Адвокат Лены Степановой попробовал “сделать заход” с другой стороны.

– Ваша честь, хочу еще раз обратить ваше внимание на то обстоятельство, что в машину мою подзащитную затащил не подсудимый, не Виктор Кондрашкин, а другой мужчина, то есть там фактически был второй соучастник преступления. После того, как машина оказалась на самой окраине города, в укромном, безлюдном месте, этот второй мужчина перетащил Лену на переднее сиденье и ушел. Я ссылаюсь на приобщенные к уголовному делу показанию потерпевшей Лены Степановой, моей потерпевшей.

Однако судья спокойно и уверенно пресекла и эту попытку “диверсионных действий”.

– Уважаемый господин адвокат! В материалах дела фигурирует только один обвиняемый, в них нет ни одного упоминания о втором соучастнике.
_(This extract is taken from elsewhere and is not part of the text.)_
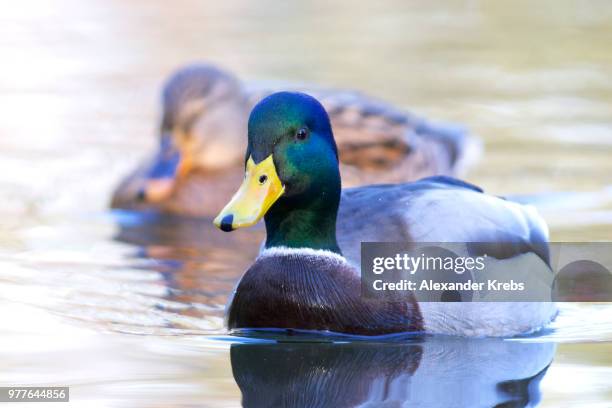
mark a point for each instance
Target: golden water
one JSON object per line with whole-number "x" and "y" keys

Так что нам приходится работать с теми документами, которые представило следствие и прокуратура.

Когда пришло время для дачи показаний Лены Степановой, оказавшейся, по стечению обстоятельств, единственной потерпевшей по делу, и она подошла к трибуне, все взоры непроизвольно обратились в сторону железной клетки, в которой сидел подсудимый Виктор Кондрашкин. Он сразу же преобразился, весь как-то напрягся, резко встал со своей скамьи, прижался всем телом к прутьям, изо всех сил сжимая их руками, стал громко вдыхать и выдыхать воздух, сопеть. Глаза его, которые он предпочитал держать закрытыми или опущенными долу, вдруг широко раскрылись и готовы были вылезти из орбит; они горели лютой ненавистью, казалось, ненависть живет даже в его шумном, грозном и злобном дыхании. Трудно было поверить, что всего лишь каких-нибудь пять минут назад он жалобным, слезливым тоном, понурив голову, полностью признавал свою вину, клятвенно обещал, что никогда больше не провинится перед людьми и перед Богом, просил суд поскорее вынести ему приговор и при этом проявить к нему снисхождение ввиду того, что у него семья, что на его иждивении находятся престарелые и больные родители, жена и две дочери.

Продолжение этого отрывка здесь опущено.